2.5 Duration, Pitch, and Intensity

The information on the duration of speech segments is easily obtained from segmentation data.

Recently, the new version of the utility described in the previous section has been developed by Speech Technology Center. Beside graphic interface, it has got new facilities allowing to automatically get the information concerning the mean values of F0, F1 and F2 measured in Hz.

Therefore, two prosody parameters – allophone duration and its average pitch – may be easily calculated for any allophone and further exported into the database.

For illustrative purposes, the example of such information for one phrase – Vit’ka mne rasskazal vsjo pro jelektronnye sigarety [Vitka told me everything about electronic cigarettes] – is presented in Table 1.

Table 1. The fragment of the table ALLOPHONES from the ORD Database

In particular, it contains data referring to (1) macroepisode (i.e., sound file), which is a link to the information on communication settings; (2) speaker’s code (SC), which is a link to sociolinguistic information about speakers; (3) the phrase itself; (4) word; (5) allophone; (6) correspondent boundaries (not shown in Table 1); (7) allophone duration; (8) average pitch; (9) average F1; and (10) average F2.

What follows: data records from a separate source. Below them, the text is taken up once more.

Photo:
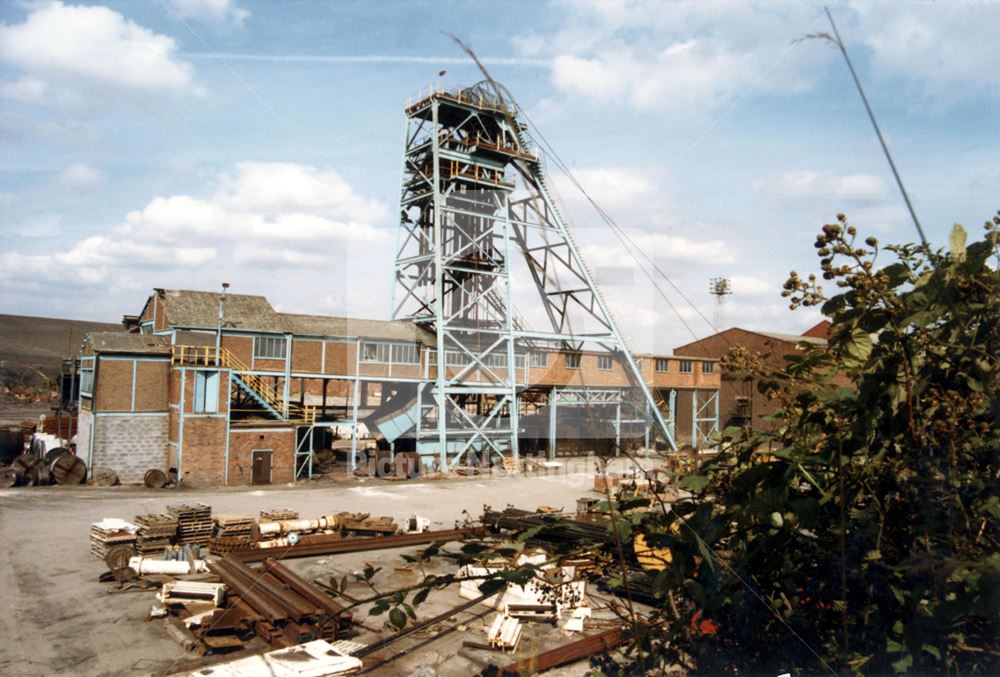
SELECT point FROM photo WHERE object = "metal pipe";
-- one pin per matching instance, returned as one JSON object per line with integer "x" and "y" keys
{"x": 381, "y": 644}
{"x": 147, "y": 565}
{"x": 256, "y": 599}
{"x": 593, "y": 645}
{"x": 270, "y": 587}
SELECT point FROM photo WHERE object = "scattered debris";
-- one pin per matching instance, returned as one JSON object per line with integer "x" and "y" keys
{"x": 156, "y": 533}
{"x": 194, "y": 523}
{"x": 109, "y": 532}
{"x": 317, "y": 657}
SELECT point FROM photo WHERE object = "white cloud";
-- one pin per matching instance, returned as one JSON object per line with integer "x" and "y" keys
{"x": 942, "y": 48}
{"x": 686, "y": 59}
{"x": 813, "y": 185}
{"x": 615, "y": 189}
{"x": 263, "y": 216}
{"x": 81, "y": 177}
{"x": 69, "y": 48}
{"x": 266, "y": 202}
{"x": 216, "y": 11}
{"x": 29, "y": 90}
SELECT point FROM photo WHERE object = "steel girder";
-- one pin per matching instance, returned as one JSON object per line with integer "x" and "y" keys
{"x": 471, "y": 191}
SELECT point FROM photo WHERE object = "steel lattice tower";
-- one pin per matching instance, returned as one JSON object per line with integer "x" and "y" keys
{"x": 473, "y": 195}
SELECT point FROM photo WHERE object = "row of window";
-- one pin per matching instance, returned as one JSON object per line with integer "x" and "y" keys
{"x": 390, "y": 353}
{"x": 274, "y": 347}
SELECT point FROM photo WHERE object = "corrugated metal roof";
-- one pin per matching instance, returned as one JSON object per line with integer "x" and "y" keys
{"x": 200, "y": 309}
{"x": 791, "y": 338}
{"x": 124, "y": 342}
{"x": 391, "y": 330}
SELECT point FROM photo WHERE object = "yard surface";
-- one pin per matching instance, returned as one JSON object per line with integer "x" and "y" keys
{"x": 56, "y": 618}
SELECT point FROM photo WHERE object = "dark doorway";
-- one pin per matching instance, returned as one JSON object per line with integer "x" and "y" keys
{"x": 261, "y": 460}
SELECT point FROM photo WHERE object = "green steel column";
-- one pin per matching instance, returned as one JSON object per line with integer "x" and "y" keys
{"x": 441, "y": 396}
{"x": 553, "y": 398}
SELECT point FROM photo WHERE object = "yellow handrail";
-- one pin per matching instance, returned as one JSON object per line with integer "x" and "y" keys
{"x": 181, "y": 354}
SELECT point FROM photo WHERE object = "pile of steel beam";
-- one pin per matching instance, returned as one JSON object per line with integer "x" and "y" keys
{"x": 156, "y": 533}
{"x": 557, "y": 528}
{"x": 282, "y": 608}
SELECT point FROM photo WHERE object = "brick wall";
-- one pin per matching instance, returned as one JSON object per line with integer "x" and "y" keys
{"x": 130, "y": 445}
{"x": 243, "y": 442}
{"x": 340, "y": 358}
{"x": 203, "y": 451}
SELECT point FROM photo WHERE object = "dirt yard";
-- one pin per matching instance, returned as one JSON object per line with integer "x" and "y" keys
{"x": 56, "y": 618}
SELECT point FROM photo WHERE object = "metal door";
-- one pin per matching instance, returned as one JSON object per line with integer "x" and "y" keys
{"x": 261, "y": 460}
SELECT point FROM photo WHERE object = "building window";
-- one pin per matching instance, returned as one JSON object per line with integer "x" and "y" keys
{"x": 375, "y": 352}
{"x": 456, "y": 358}
{"x": 404, "y": 354}
{"x": 87, "y": 381}
{"x": 269, "y": 347}
{"x": 206, "y": 392}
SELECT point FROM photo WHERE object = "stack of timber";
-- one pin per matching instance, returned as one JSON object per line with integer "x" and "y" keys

As for the detailed dynamics of pitch and the intensity, they may be analyzed in Praat [28] after exporting annotation data from ELAN to TextGrid.

3 Conclusion

It this concise review, we have described the main points of preparation of the ORD audio data to prosody research. In the result of such processing, the prosodic data are accumulated in the corpus database, where they can be linked with other relevant information (linguistic, pragmatic and discourse). Therefore, it will be possible to analyze speech with specified parameters (e.g., recorded in a specific place, under specific circumstances, by a speaker of specific characteristics, etc.). The compiled prosody database will be further used for building empirical prosody models. Besides, it seems particularly perspective to combine prosody information with pragmatic annotation of speech acts [29].